By far the more common approach with a tail-heavy car is to have the front static deflection a good deal smaller than the rear; the front end is stiffer than the rear, relative to the weight it carries. The bounce center is then ahead of the car. This works decently, provided the bounce center isn’t too far ahead of the car. As a rule of thumb, we want it one to two wheelbase lengths ahead of the front axle line. That is, we want the front static deflection around ½ to 2/3 of the rear.
In other words, we need a front static deflection that is either moderately greater than the rear or considerably smaller. If the front static deflection is similar to the rear or just slightly smaller, we get a lot of rear suspension movement on the second oscillation following a large, short disturbance such as a speed bump or raised railroad crossing.
If the suspension is fairly heavily damped with respect to its springing, i.e. if it has a fairly high damping ratio, there won’t be much of a second oscillation, and all this won’t matter very much.

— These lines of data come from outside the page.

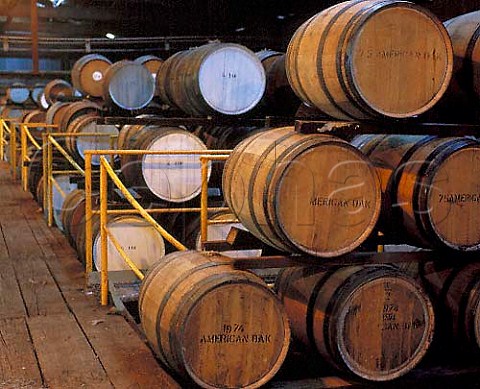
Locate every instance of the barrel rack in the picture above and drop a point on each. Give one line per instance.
(237, 239)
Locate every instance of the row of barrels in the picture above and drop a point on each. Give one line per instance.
(226, 79)
(373, 322)
(313, 194)
(339, 63)
(354, 73)
(316, 194)
(216, 290)
(319, 195)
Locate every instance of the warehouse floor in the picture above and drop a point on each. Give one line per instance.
(52, 334)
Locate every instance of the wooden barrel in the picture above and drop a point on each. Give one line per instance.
(18, 93)
(36, 94)
(464, 31)
(152, 63)
(171, 178)
(163, 77)
(279, 98)
(87, 124)
(140, 241)
(73, 218)
(372, 321)
(222, 138)
(88, 74)
(370, 59)
(39, 192)
(431, 199)
(195, 307)
(71, 206)
(35, 169)
(128, 85)
(455, 292)
(55, 113)
(79, 108)
(35, 116)
(12, 112)
(217, 78)
(66, 186)
(302, 193)
(55, 89)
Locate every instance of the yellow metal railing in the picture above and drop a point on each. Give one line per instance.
(106, 171)
(4, 129)
(49, 141)
(9, 126)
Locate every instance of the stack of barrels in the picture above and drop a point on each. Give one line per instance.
(314, 195)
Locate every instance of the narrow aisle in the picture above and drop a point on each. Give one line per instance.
(52, 334)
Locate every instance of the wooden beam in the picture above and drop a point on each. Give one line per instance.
(65, 12)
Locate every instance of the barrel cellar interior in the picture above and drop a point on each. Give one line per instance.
(239, 194)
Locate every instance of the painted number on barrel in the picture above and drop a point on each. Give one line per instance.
(97, 76)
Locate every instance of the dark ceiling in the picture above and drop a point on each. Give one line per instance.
(256, 23)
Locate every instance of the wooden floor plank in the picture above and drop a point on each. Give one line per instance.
(39, 290)
(127, 360)
(64, 355)
(63, 264)
(18, 364)
(11, 301)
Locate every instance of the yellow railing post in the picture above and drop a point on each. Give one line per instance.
(88, 212)
(204, 201)
(24, 168)
(13, 150)
(45, 170)
(2, 140)
(103, 233)
(49, 179)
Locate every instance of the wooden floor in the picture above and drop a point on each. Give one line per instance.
(52, 333)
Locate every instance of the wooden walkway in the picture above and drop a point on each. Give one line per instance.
(53, 334)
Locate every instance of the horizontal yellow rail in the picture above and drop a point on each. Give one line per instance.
(160, 210)
(60, 190)
(66, 155)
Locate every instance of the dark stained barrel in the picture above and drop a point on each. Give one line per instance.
(279, 98)
(314, 194)
(222, 138)
(373, 321)
(152, 63)
(35, 116)
(76, 109)
(430, 188)
(55, 89)
(195, 306)
(454, 289)
(13, 112)
(164, 74)
(55, 113)
(18, 93)
(128, 85)
(36, 93)
(87, 124)
(88, 74)
(369, 59)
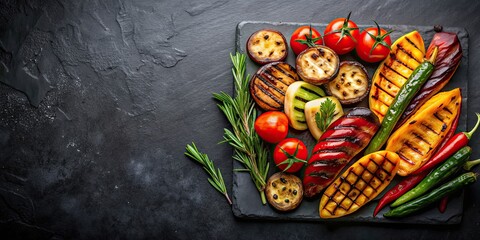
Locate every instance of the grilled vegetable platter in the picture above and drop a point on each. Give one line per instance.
(349, 111)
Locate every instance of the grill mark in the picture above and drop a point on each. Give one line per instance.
(389, 67)
(269, 84)
(407, 52)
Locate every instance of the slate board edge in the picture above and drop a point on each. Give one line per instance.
(456, 219)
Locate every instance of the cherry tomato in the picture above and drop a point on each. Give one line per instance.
(374, 44)
(341, 35)
(290, 155)
(272, 126)
(303, 38)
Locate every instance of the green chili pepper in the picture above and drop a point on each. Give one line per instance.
(432, 197)
(445, 170)
(406, 93)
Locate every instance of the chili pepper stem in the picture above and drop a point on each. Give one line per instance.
(468, 165)
(469, 134)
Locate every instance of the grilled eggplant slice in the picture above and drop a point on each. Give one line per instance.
(266, 46)
(313, 107)
(406, 54)
(317, 65)
(422, 134)
(270, 83)
(342, 140)
(446, 63)
(284, 191)
(351, 84)
(298, 94)
(359, 184)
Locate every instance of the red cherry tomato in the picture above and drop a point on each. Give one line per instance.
(303, 38)
(373, 44)
(290, 155)
(341, 35)
(272, 126)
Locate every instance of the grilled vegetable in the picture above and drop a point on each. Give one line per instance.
(269, 84)
(406, 54)
(401, 101)
(442, 172)
(432, 197)
(317, 65)
(359, 184)
(344, 139)
(284, 191)
(313, 107)
(420, 137)
(351, 84)
(298, 94)
(266, 46)
(448, 59)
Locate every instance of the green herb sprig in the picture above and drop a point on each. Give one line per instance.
(241, 113)
(324, 117)
(216, 179)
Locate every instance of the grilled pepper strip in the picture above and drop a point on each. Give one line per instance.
(448, 60)
(342, 140)
(401, 101)
(449, 167)
(455, 143)
(435, 195)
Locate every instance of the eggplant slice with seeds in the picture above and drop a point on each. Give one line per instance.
(351, 84)
(269, 85)
(266, 46)
(317, 65)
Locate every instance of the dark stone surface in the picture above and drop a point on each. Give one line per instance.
(112, 91)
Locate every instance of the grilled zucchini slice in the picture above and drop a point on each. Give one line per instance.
(298, 94)
(422, 134)
(351, 84)
(406, 54)
(269, 84)
(313, 107)
(317, 65)
(359, 184)
(284, 191)
(266, 46)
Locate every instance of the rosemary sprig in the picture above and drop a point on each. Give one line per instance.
(241, 114)
(324, 117)
(216, 179)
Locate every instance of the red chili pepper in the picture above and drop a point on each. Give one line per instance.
(456, 142)
(443, 204)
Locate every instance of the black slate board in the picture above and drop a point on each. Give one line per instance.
(246, 199)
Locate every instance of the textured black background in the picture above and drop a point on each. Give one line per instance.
(112, 91)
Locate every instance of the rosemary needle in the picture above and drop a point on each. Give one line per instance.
(216, 179)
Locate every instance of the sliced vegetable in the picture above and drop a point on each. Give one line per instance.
(448, 60)
(433, 196)
(313, 114)
(297, 95)
(305, 37)
(373, 44)
(401, 101)
(351, 84)
(449, 167)
(272, 126)
(341, 35)
(344, 139)
(317, 65)
(266, 46)
(269, 84)
(284, 191)
(418, 139)
(290, 155)
(359, 184)
(406, 54)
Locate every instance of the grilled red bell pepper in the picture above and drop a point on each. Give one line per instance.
(342, 140)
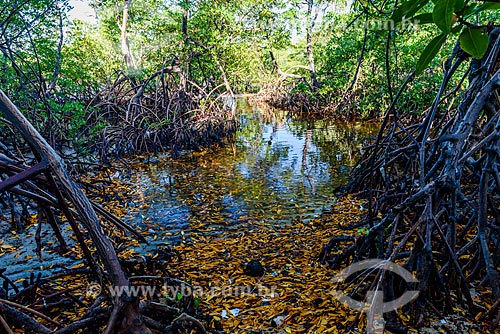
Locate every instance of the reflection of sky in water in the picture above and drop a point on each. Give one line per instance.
(277, 171)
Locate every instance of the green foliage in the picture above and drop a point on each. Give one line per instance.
(430, 53)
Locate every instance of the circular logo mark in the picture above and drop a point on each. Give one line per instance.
(374, 305)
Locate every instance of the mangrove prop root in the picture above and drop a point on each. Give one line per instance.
(433, 186)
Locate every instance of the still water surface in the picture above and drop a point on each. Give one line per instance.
(278, 170)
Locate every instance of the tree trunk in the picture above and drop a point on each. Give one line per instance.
(76, 196)
(125, 45)
(309, 48)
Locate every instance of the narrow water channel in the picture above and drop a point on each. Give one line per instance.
(279, 170)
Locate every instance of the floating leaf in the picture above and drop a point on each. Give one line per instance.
(474, 42)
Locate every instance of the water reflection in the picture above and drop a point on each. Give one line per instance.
(278, 171)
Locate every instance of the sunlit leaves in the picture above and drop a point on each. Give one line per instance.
(443, 14)
(430, 52)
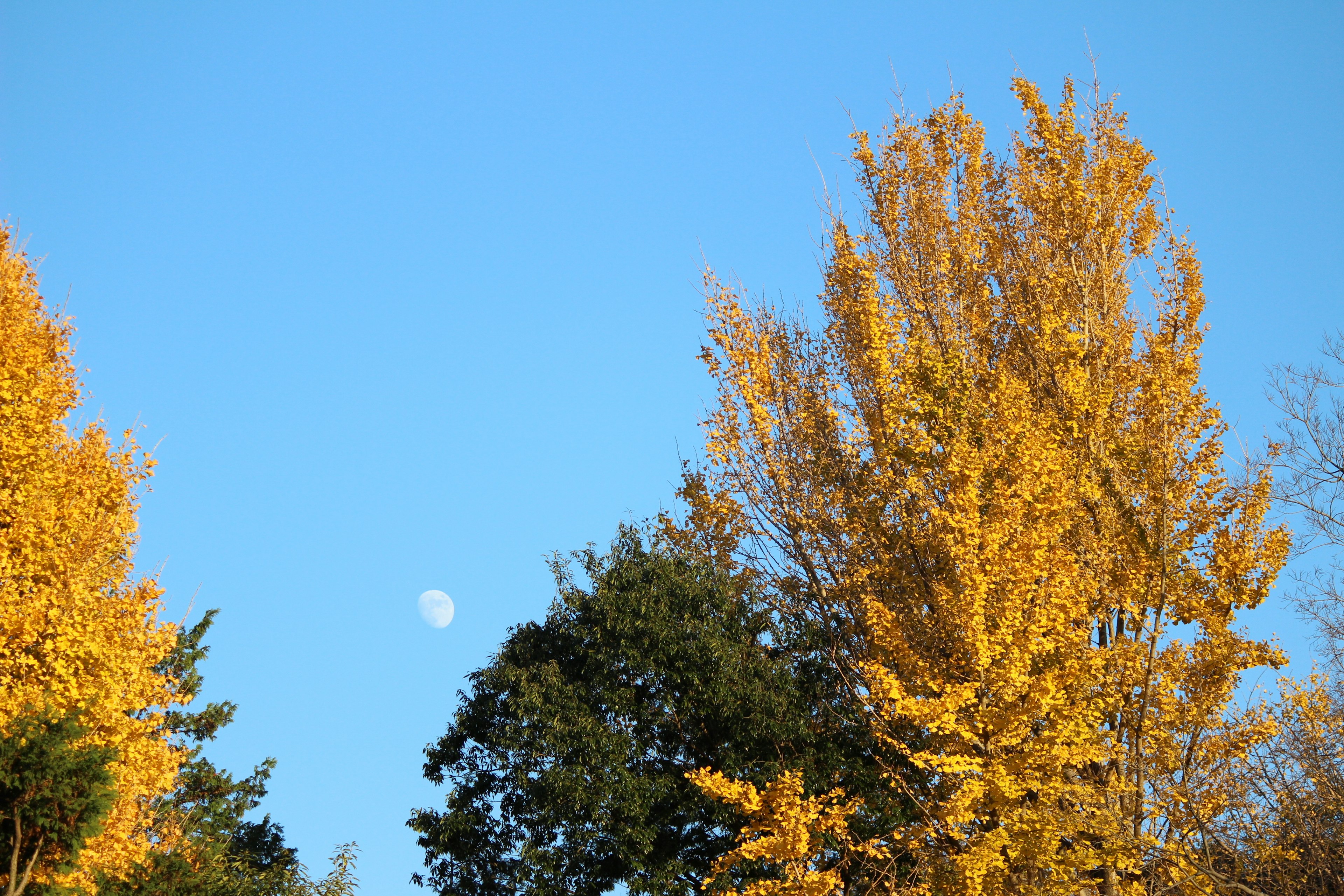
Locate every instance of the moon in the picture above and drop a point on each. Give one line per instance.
(436, 609)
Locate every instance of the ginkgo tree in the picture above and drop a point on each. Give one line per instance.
(994, 476)
(78, 630)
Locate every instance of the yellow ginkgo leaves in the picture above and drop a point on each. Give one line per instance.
(995, 479)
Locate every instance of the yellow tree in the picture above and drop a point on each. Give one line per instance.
(78, 632)
(995, 476)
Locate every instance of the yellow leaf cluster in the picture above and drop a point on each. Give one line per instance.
(1000, 485)
(784, 828)
(77, 629)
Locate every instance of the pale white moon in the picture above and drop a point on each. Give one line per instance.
(436, 609)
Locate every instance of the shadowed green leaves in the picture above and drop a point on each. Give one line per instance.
(568, 761)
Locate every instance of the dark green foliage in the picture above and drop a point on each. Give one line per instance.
(54, 796)
(224, 851)
(566, 762)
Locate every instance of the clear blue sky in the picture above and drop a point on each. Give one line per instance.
(406, 293)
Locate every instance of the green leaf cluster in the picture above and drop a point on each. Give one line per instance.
(566, 762)
(54, 794)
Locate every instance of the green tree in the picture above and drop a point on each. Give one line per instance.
(219, 848)
(566, 762)
(54, 794)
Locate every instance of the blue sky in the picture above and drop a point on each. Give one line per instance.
(406, 293)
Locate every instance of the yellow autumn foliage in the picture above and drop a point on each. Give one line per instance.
(995, 477)
(77, 629)
(784, 828)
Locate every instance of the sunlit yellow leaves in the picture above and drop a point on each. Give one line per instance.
(784, 828)
(77, 630)
(995, 479)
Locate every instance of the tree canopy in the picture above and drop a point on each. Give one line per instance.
(999, 484)
(566, 763)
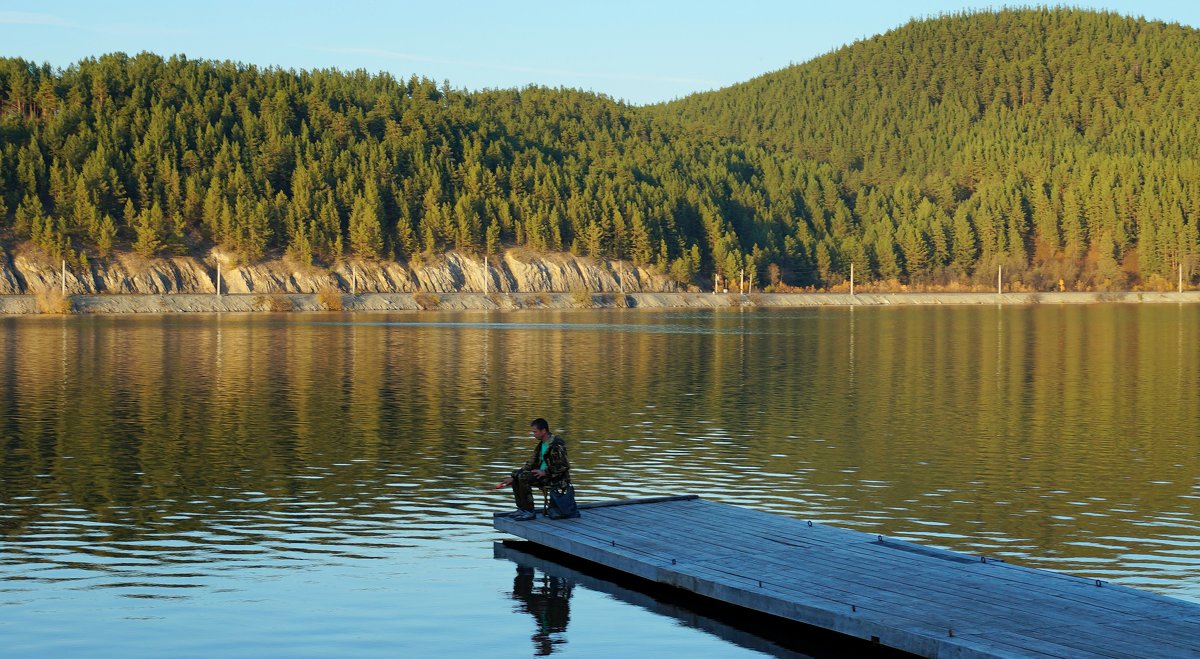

The questioner mentions the role of tires. Certainly when the tires are very compliant, they become a significant part of the overall springing. In off-road vehicles, this is the case, although the rest of the suspension is soft too. The tires need to be big and compliant to provide ample traction and flotation. Unfortunately, it’s hard to damp a tire. The shock can’t act on the tire sidewalls. They have some damping internally, but not enough. The only way to damp oscillation on the tires is by inertia damping. That’s why inertia damping was hot in F1 for a while, until it was banned. (I understand some teams are still incorporating inertial elements in the suspension, but that’s not really equivalent.) The tires are a large part of the springing on those cars, not because the tires are highly compliant but because the rest of the system is very stiff.
Lightly sprung and damped passenger cars do quite often use inertia damping. The engine/transmission assembly has soft rubber mounts, and these and the front suspension are deliberately tuned to have natural frequencies that create interference rather than reinforcement. It would be quite possible to apply the same principle at the rear of a buggy.
This would involve knowing the spring rate of the tires, and a representative rate for the rubber motor mounts, which are quite nonlinear. A given set of mounts would only be right for a particular range of wheel rate and tire spring rate combinations. Still, if done right, this could offer some advantage.
Returning to the original question, I would not shy away from using A-arm front suspension, but I would be careful, when taking advantage of the longer arms to use more travel and softer front
springing, to not get the front static deflection or natural frequency in the range that creates an unfavorable relationship with the rear.